Images of European Cultural Heritage in the Twentieth Century
Images of European Cultural Heritage in the Twentieth Century. Transnational Discourses about European Memorials and their Influence on Policies Concerning Memorials and Conceptions of Museums
Our ideas about Europe are marked to a large extent by images of a common European cultural heritage, especially by architectural monuments as a material testimony to history. While the Pope’s Palace in Avignon or the cathedrals of Cracow are today defined as ‘sites of European cultural heritage’, at the beginning of the twentieth century, cultural politics and the preservation of historical monuments in Europe were clearly subordinate to national interests.
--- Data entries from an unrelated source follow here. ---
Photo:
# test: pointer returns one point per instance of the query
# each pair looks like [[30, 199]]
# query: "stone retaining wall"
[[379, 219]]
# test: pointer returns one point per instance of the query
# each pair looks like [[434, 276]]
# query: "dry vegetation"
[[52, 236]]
It was especially in the wake of military conflicts that artistic and cultural monuments served as instruments to forge national identity and as a means for European nations to distinguish themselves from their neighbours.
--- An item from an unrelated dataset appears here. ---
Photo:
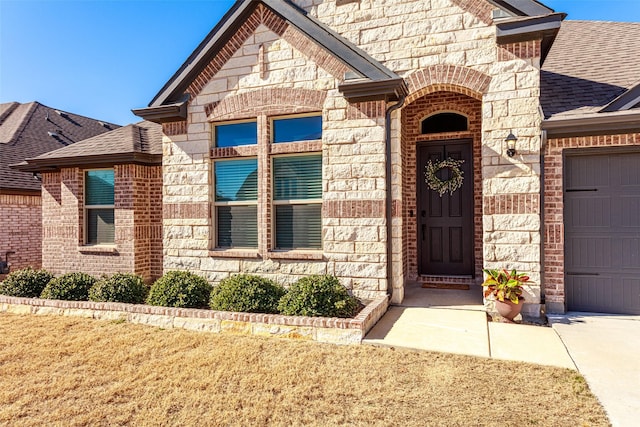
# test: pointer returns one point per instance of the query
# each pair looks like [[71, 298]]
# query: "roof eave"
[[534, 28], [20, 191], [544, 28], [53, 164], [593, 124], [189, 70], [627, 100], [164, 113], [363, 90], [352, 56]]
Section B of this research project deals with the fundamental transformation which images of European cultural heritage underwent in the twentieth century, and enquires how obviously national memorial sites have acquired significance as part of a common European cultural heritage and how their manifold images were formed and translated under the influence of different political and social circumstances.
This project will focus in particular on transnational and intercultural exchange relationships and interdependencies in order to analyse the role played by material – as well as increasingly immaterial – cultural heritage in the discursive construction of identities, memory, space and knowledge in Europe, as well as the social and political relevance acquired by images of a common European cultural heritage.